3. Show the Digicam Feed
Strive: cv2.imshow('Digicam - Press SPACE to seize, ESC to exit', body) key = cv2.waitKey(1) & 0xFF besides cv2.error as e: # If GUI show fails, use automated seize after delay print("GUI show not out there. Utilizing automated seize...") print("Capturing picture in 3 seconds...") time.sleep(3) key = 32 # Simulate SPACE key press
- Reveals the reside digital camera feed in a window.
- Waits for consumer enter:
– SPACE (32) → Seize the picture.
– ESC (27) → Cancel seize. - Fallback: If the GUI show fails (e.g., working in a headless atmosphere), the code waits 3 seconds and routinely captures the picture.
4. Save the Picture
unique_id = str(uuid.uuid4()) timestamp = datetime.now().strftime("%Ypercentmpercentd_percentHpercentMpercentS") filename = f"captured_{timestamp}_{unique_id}.jpg" filepath = os.path.be part of('captured_images', filename) # Save the picture cv2.imwrite(filepath, body)

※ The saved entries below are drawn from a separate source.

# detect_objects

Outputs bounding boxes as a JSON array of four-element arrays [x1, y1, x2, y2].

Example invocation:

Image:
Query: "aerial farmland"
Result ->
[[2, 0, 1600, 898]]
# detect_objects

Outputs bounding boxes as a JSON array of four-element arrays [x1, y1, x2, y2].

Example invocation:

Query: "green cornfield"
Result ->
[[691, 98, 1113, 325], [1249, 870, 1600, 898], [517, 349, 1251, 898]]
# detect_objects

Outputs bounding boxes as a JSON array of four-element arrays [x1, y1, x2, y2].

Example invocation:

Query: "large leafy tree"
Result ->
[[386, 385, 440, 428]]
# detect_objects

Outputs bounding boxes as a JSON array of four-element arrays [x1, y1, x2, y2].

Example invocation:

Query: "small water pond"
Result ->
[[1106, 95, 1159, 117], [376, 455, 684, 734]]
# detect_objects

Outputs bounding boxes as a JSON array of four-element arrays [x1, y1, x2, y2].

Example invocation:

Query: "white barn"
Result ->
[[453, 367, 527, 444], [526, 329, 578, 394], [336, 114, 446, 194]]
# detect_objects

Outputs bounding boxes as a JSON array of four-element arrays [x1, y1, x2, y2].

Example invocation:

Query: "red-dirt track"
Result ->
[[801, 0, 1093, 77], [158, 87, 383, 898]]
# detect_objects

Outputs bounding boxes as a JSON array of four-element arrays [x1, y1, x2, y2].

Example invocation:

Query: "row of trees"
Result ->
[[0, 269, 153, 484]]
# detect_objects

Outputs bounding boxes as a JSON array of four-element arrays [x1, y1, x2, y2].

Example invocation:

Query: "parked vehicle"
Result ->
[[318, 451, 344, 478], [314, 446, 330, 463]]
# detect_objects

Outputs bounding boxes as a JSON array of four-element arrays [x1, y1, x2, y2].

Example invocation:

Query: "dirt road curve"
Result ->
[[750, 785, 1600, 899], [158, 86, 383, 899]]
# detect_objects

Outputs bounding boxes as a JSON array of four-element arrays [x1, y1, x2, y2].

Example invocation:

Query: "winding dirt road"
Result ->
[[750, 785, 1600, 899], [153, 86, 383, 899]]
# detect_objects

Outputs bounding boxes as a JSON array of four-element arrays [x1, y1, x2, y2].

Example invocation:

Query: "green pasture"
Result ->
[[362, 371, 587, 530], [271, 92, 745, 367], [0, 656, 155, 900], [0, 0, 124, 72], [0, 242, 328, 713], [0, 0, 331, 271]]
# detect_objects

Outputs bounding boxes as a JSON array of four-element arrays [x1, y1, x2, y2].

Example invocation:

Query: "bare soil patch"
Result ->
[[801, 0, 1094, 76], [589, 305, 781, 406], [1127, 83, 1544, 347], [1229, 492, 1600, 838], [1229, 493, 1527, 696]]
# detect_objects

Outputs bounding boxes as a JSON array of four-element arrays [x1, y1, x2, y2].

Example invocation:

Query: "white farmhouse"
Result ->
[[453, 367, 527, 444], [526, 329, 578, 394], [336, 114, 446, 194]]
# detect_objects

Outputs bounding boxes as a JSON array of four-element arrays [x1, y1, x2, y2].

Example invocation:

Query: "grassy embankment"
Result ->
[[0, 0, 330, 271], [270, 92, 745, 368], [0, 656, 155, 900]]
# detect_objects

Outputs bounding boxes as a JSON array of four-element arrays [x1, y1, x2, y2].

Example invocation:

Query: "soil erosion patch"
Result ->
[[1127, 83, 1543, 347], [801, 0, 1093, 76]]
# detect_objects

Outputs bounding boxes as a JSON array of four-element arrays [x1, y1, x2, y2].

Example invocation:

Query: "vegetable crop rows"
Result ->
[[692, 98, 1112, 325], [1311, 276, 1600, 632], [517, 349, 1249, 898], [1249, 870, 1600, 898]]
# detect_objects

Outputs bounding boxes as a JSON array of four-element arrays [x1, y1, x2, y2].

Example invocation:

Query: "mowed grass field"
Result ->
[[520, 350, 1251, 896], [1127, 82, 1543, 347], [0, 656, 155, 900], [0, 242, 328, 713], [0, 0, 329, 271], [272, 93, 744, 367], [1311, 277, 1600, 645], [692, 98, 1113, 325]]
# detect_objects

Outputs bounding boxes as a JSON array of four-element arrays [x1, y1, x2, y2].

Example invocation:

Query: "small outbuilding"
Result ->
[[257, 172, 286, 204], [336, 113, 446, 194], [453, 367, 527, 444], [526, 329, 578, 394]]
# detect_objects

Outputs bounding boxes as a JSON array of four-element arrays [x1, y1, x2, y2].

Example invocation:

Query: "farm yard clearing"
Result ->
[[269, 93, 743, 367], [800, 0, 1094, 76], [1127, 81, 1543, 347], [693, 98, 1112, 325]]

Right here is the whole code to seize the picture, in a single piece:
def capture_image(self): """Seize picture utilizing OpenCV with fallback strategies""" print("Initializing digital camera...") cap = cv2.VideoCapture(0) if not cap.isOpened(): print("Error: Couldn't open digital camera") return None attempt: print("Digicam prepared! Press SPACE to seize picture, ESC to exit") whereas True: ret, body = cap.learn() if not ret: print("Error: Couldn't learn body") break # Attempt to show the body attempt: cv2.imshow('Digicam - Press SPACE to seize, ESC to exit', body) key = cv2.waitKey(1) & 0xFF besides cv2.error as e: # If GUI show fails, use automated seize after delay print("GUI show not out there. Utilizing automated seize...") print("Capturing picture in 3 seconds...") # import time time.sleep(3) key = 32 # Simulate SPACE key press if key == 32: # SPACE key # Generate UUID for distinctive filename unique_id = str(uuid.uuid4()) timestamp = datetime.now().strftime("%Ypercentmpercentd_percentHpercentMpercentS") filename = f"captured_{timestamp}_{unique_id}.jpg" filepath = os.path.be part of('captured_images', filename) # Save the picture cv2.imwrite(filepath, body) print(f"Picture captured and saved as: {filepath}") break elif key == 27: # ESC key print("Seize cancelled") filepath = None break besides Exception as e: print(f"Error throughout picture seize: {e}") # Fallback: seize with out GUI print("Making an attempt fallback seize...") attempt: ret, body = cap.learn() if ret: unique_id = str(uuid.uuid4()) timestamp = datetime.now().strftime("%Ypercentmpercentd_percentHpercentMpercentS") filename = f"captured_{timestamp}_{unique_id}.jpg" filepath = os.path.be part of('captured_images', filename) cv2.imwrite(filepath, body) print(f"Fallback picture captured and saved as: {filepath}") else: filepath = None besides Exception as e2: print(f"Fallback seize additionally failed: {e2}") filepath = None lastly: cap.launch() attempt: cv2.destroyAllWindows() besides: cross # Ignore if GUI cleanup fails return filepath
Output:

Select ethnicity, Time interval, Career, and Motion
The get_user_selections methodology permits customers to customise their character by selecting from the next choices: ethnicity, time interval, occupation, and motion. Choices are displayed with numbers, and the consumer inputs their selection. The picks are returned and used to create a customized picture and video.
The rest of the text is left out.